Голос Деда Степана, старосты, человека, чье слово в деревне Приозёрной было законом, резал память, как ножом. Он не кричал. Он вещал. Стоя на возвышении у центрального пруда, с которого только что вытащили бездыханное тело его сына, Ваньки, он говорил тихо, но так, что каждый слог долетал до самых задних рядов собравшихся мужиков и баб, силящихся разглядеть добычу. Его лицо, обычно неподвижное, как каменный крест на развилке, сегодня было искажено не горем, а холодной, расчетливой яростью. Он не терял сына — он терял власть, позволяя судьбе забрать его кровь, и ему срочно требовалась чужая, чтобы эту власть вернуть.

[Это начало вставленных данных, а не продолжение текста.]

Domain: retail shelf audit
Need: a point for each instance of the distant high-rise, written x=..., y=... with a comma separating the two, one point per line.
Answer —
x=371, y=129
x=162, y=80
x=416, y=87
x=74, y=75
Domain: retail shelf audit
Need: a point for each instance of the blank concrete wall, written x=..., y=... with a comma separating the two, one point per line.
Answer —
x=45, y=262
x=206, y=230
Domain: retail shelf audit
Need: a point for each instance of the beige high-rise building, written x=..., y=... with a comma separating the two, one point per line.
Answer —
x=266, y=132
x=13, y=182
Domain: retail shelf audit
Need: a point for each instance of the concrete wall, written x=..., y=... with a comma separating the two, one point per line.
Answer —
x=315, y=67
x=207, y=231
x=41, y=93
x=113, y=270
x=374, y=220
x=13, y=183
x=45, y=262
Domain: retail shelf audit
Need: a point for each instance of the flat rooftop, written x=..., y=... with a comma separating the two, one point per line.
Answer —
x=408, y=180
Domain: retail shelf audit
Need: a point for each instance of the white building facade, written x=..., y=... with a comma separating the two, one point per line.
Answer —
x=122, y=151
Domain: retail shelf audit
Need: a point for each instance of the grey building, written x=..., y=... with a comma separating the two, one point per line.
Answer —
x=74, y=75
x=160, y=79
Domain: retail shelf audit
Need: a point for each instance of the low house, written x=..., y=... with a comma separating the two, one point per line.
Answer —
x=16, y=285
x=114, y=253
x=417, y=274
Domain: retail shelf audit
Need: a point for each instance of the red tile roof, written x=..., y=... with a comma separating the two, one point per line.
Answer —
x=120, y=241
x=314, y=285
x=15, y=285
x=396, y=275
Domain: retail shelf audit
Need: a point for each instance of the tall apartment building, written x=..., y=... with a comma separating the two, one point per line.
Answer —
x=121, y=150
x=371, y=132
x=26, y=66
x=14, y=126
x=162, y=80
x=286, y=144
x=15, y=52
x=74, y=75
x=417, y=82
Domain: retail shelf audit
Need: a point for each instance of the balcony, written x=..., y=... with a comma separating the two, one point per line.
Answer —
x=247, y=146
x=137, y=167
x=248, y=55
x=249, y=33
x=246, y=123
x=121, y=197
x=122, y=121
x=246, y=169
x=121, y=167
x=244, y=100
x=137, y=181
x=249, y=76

Арина стояла перед ним, понурив голову, чувствуя на себе сотню взглядов — ненавидящих, испуганных, любопытствующих. Она пыталась говорить, объяснять, что Ванька сам полез к ней, пьяный, на мостки, что он сам поскользнулся, сорвался и ударился виском о сваю… Но ее голос, сдавленный страхом и обидой, тонул в нарастающем гуле, как щепка в водовороте.
— Она его сглазила! — взвизгнула вдова Устинья, заламывая руки. — Я видела, как она на него смотрела! Глаза-то у нее, волчьи, пустые!
— Ведьминым зельем, поди, угостила! — подхватил кто-то из толпы.
— После того как он ее… ну… пристыдить хотел! — крикнул еще один голос.
«Пристыдить». Какое удобное слово. Оно покрывало и пьяные руки, шарившие под ее юбкой, и грязные оскорбления, и попытку стащить ее в пустой амбар. Арина отбилась. Вырвалась. А Ванька, пошатнувшись, отлетел к краю скользких мостков, мелькнул в воздухе и тяжело шлепнулся в воду. Тихий, глухой удар. И больше — ничего. Только расходящиеся круги, такие спокойные и равнодушные.
Она могла бы крикнуть, позвать на помощь. Но она застыла, не в силах пошевелиться, глядя, как темная вода поглощает его. А когда прибежали, было уже поздно. И в глазах у всех, кто смотрел на нее, она прочла один и тот же приговор. Она была виновата уже тем, что стояла рядом. Тем, что была молодой, одинокой и чужой.
И теперь Деду Степану нужна была виновная. Не его пьяный, распутный сын, на которого он всю жизнь закрывал глаза. А чужая. Сирота. Та, на кого можно было свалить все грехи и несчастья деревни, все неурожаи и падежи скота.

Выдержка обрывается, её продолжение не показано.